Possible Police Crackdown

Moffitt said many of her customers worry about being arrested for bringing cigarettes back over the Michigan border.

“The police are really intimidating,” she said. “Indiana cops were parked across the street for two hours the other day, and I saw them pulled up to Michigan cops, talking to them.

“But I’ve never heard of anybody getting busted.”

According to law, it is illegal to possess any pack of cigarettes without a Michigan tax sticker in the state of Michigan, said Sgt. Rob Davis of the Michigan State Police’s Niles post.

A person who has a small amount of untaxed cigarettes could be arrested and charged with a misdemeanor, Davis said, although he doesn’t think the law will be strictly enforced.

“Most likely, if you have one pack no one’s going to have a problem,” he said.

Niles post Commander Sgt. Forrest Perkins said three officers from his post took a training course offered by the state police tobacco fraud unit, and his officers will be on the lookout for Indiana cigarettes.

Perkins said his officers will take a “proactive approach” and could arrest people who have as little as one or two cartons.

Perkins also said his post is in contact with police in Indiana.

“If they see something, they’ll alert us,” he said.

Berrien County Sheriff Paul Bailey said enforcing the cigarette tax law is not a top priority for his department.

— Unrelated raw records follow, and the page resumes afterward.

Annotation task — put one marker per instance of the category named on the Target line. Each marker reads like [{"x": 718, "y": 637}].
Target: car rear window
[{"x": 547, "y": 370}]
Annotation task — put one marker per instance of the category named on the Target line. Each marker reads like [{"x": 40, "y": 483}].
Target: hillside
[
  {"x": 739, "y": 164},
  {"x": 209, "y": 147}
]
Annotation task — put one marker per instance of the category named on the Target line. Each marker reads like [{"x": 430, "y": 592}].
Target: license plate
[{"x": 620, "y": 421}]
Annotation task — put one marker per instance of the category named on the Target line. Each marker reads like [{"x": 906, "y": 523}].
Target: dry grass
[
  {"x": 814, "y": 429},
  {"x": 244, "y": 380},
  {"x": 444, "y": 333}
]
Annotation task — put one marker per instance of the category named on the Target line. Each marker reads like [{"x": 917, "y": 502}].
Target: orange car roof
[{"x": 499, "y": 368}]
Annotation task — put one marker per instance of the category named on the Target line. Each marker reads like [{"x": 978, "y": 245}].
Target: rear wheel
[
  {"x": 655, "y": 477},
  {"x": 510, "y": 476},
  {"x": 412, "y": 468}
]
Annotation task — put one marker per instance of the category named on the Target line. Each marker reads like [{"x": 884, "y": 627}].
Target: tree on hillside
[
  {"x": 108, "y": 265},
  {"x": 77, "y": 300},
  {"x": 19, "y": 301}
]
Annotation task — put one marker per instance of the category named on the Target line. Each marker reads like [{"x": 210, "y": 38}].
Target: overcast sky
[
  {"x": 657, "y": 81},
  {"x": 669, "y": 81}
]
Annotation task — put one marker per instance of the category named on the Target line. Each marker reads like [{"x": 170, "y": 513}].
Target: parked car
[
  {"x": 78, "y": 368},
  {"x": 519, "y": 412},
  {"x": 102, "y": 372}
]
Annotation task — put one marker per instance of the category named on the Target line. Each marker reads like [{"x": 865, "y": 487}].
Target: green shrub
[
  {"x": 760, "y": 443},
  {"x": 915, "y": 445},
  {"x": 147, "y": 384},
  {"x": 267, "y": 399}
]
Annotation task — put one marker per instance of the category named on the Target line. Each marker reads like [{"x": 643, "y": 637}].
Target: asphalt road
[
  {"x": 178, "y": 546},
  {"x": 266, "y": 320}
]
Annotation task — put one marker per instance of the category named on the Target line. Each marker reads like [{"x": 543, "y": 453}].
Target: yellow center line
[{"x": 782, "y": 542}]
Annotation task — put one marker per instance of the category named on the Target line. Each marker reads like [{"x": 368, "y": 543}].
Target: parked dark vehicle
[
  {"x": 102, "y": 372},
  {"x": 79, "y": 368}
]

“We aren’t going to waste our resources having patrols watching people buy cigarettes,” he said. “It’s one of those laws that’s really hard to enforce. There’s no way you could have enough people watching the Indiana border.”

Area Businesses Worry

Back at Mike’s Country Store, Louann LaDuke, a sales representative for R.J. Reynolds Tobacco Co. visiting the store to discuss a contract, said the tax increase will have a huge effect on the stores she sells to.

LaDuke said Michigan store owners are worried.

“Not only are you losing tobacco, you’re losing other business from smokers who stop in and buy snacks, gasoline, and other things.”

Guy Arrans, chief operating officer at St. Joseph-based Primar Petroleum, said the tax increase is going to hurt business at the 14 area convenience stores and gas stations Primar owns and the 30 other independently owned stations it supplies.

Arrans said Indiana stores are already pulling away Primar’s customers. With the new tax the company could potentially lose half its cigarette buyers in several markets.

“People are going to break the law,” he said. “They crave this product and they’re going to get it.

“Ten cases of cigarettes, which you could fit in the trunk of a car, would have $4,650 in additional Michigan taxes on it.”

Arrans said politicians who justify the tax by saying that it will help smokers by encouraging them to quit are misleading voters.

“They’re building more and more of the budget on smokers but they keep saying they want people to quit,” he said. “Why would they build a budget on what they hope will be a vanishing tax base?”

Arrans also pointed out that, since Michigan charges sales tax atop the cigarette tax, the real tax increase is $2.12.

“They’re killing us right now,” he said. “They’ve sacrificed businesses in Southwest Michigan to balance the budget.”

Governor Jennifer Granholm (D) proposed the tax increase to help cover the state’s Medicaid deficit. Granholm estimated that it will bring in an additional $97.1 million dollars before the end of the current fiscal year, September 30, and that it will bring in an additional $313 million next year.